Monday, September 13, 2004

Workflow Learning

Jay Cross of the Workflow Institute raves about the component-based business (the subject of my 2001 book), which he calls a Business Singularity. He identifies some interesting consequences for what he calls Workflow Learning.
Workers are learning in small chunks delivered to individualized screens presented at the time of need. Learning is being transformed into a core business process measured by Key Performance Indicators.
This prospect raises interesting questions for what we might call the Architecture of Knowledge. If workers learn in small chunks, how can these chunks be assembled into a coherent body of knowledge? How does the way the work is decomposed between workers affect the learnings that are accessible to them?


In response to Jay's comment
Doesn't the underlying Business Process Management and Business Rules structure the KM as much as needed? The work itself lends the coherence, but some external taxonomy.
In my view, the structure provided by the Business Process Management and Business Rules is usually either underdetermined or overdetermined. The chunk is polymorphic, and takes on a different meaning according to the context in which it is framed.
Just because the workers digest chunks doesn't mean the chunks aren't part of a larger entity.
Indeed they may be part of a larger entity, but this doesn't happen by magic.

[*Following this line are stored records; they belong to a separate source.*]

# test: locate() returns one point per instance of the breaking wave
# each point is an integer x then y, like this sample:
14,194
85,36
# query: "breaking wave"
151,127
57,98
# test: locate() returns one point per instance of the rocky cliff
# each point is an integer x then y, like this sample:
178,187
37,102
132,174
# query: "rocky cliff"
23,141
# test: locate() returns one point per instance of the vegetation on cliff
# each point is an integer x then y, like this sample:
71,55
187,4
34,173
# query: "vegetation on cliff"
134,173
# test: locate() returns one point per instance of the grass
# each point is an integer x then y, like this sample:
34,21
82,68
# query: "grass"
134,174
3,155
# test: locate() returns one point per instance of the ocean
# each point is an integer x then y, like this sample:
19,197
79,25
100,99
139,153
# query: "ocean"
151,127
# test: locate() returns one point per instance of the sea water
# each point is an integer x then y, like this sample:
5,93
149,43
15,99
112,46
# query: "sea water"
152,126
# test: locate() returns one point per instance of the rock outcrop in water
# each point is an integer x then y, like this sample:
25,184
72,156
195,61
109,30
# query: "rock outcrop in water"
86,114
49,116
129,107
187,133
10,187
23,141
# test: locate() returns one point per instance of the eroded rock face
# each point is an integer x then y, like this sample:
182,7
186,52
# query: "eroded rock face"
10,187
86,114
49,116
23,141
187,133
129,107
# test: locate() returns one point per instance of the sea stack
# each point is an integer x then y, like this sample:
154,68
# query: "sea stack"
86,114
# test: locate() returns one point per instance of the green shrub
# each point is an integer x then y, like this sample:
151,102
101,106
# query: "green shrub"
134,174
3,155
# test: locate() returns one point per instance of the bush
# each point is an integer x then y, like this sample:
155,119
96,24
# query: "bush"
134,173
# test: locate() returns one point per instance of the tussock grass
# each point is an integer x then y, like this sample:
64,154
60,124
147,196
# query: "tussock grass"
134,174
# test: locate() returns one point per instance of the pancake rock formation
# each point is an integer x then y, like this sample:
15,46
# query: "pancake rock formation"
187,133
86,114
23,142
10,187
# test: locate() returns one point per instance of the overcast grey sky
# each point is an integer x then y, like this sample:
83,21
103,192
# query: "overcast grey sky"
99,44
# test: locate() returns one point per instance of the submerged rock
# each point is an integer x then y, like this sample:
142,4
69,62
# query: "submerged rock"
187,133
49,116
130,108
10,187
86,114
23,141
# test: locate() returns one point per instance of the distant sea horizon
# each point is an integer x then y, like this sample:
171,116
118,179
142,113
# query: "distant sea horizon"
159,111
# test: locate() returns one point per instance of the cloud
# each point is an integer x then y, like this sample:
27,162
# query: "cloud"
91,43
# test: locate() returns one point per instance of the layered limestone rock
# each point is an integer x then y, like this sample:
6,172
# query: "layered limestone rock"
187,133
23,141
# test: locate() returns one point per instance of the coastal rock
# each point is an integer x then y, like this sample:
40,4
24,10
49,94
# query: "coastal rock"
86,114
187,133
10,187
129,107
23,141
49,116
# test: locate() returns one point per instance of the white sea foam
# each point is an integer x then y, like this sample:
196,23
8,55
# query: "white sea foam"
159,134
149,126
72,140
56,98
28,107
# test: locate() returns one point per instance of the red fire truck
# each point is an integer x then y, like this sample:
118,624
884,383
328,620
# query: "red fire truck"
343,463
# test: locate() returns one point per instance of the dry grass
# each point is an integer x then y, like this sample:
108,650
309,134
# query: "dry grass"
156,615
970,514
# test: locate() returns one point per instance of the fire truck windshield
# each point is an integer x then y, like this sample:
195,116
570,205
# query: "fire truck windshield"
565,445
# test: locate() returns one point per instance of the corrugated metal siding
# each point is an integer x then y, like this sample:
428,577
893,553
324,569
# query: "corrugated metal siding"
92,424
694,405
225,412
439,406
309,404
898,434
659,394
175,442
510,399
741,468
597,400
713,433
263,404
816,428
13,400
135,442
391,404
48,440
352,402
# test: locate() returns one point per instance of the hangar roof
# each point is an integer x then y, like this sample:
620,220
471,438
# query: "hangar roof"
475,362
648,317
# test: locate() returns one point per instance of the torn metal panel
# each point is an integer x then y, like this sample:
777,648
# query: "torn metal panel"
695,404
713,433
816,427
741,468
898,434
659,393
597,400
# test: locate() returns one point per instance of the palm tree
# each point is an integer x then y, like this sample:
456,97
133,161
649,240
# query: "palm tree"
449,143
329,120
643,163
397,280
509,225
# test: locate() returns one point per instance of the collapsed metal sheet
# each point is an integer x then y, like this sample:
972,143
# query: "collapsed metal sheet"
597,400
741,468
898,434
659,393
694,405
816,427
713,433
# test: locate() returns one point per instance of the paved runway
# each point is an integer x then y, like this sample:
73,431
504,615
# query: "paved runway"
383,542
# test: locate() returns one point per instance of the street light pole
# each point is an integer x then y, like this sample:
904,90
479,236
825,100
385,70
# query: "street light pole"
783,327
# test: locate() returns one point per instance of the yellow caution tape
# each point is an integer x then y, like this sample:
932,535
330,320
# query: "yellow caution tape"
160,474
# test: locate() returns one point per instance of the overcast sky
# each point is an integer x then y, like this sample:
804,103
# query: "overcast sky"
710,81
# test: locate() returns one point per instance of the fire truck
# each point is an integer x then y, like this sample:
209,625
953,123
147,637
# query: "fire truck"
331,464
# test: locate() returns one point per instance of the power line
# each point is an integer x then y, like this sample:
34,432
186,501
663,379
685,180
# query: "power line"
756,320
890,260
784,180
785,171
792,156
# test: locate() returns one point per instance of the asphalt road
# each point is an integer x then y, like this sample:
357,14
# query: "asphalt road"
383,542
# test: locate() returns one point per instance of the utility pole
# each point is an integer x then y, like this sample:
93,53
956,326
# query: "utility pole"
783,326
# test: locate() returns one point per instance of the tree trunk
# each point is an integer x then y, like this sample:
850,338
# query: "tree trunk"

Think about the way a film director puts together a film. The actors may not know how their scene fits into the whole until they see the final cut. (Indeed, some directors deliberately leave their actors in the dark during the shoot.) Or think about the way a composer/arranger puts together strands of music. Composition/orchestration/editing is a skilled process, which the actors/musicians cannot always second-guess.

So if the work is distributed - perhaps across different organizations and locations - there is no guarantee that the coherence of the work is visible to the individual worker. Indeed, the composition of business processes out of services is one of the key challenges of the service economy. The point I was making here is that this composition also applies at the level of knowledge management and learning; and the possible fragmentation of knowledge is a serious issue.

More on this in my SOAPbox blog.

1 comment:

jay said...

Raves? Maybe. I think enthusiasm is justified when a new form of business comes about. I, too, have been talking plug-and-play business structures for some time. We seem to fish in the same waters.

Doesn't the underlying Business Process Management and Business Rules structure the KM as much as needed? The work itself lends the coherence, but some external taxonomy. Just because the workers digest chunks doesn't mean the chunks aren't part of a larger entity. No? Or am I misunderstanding what you're askign?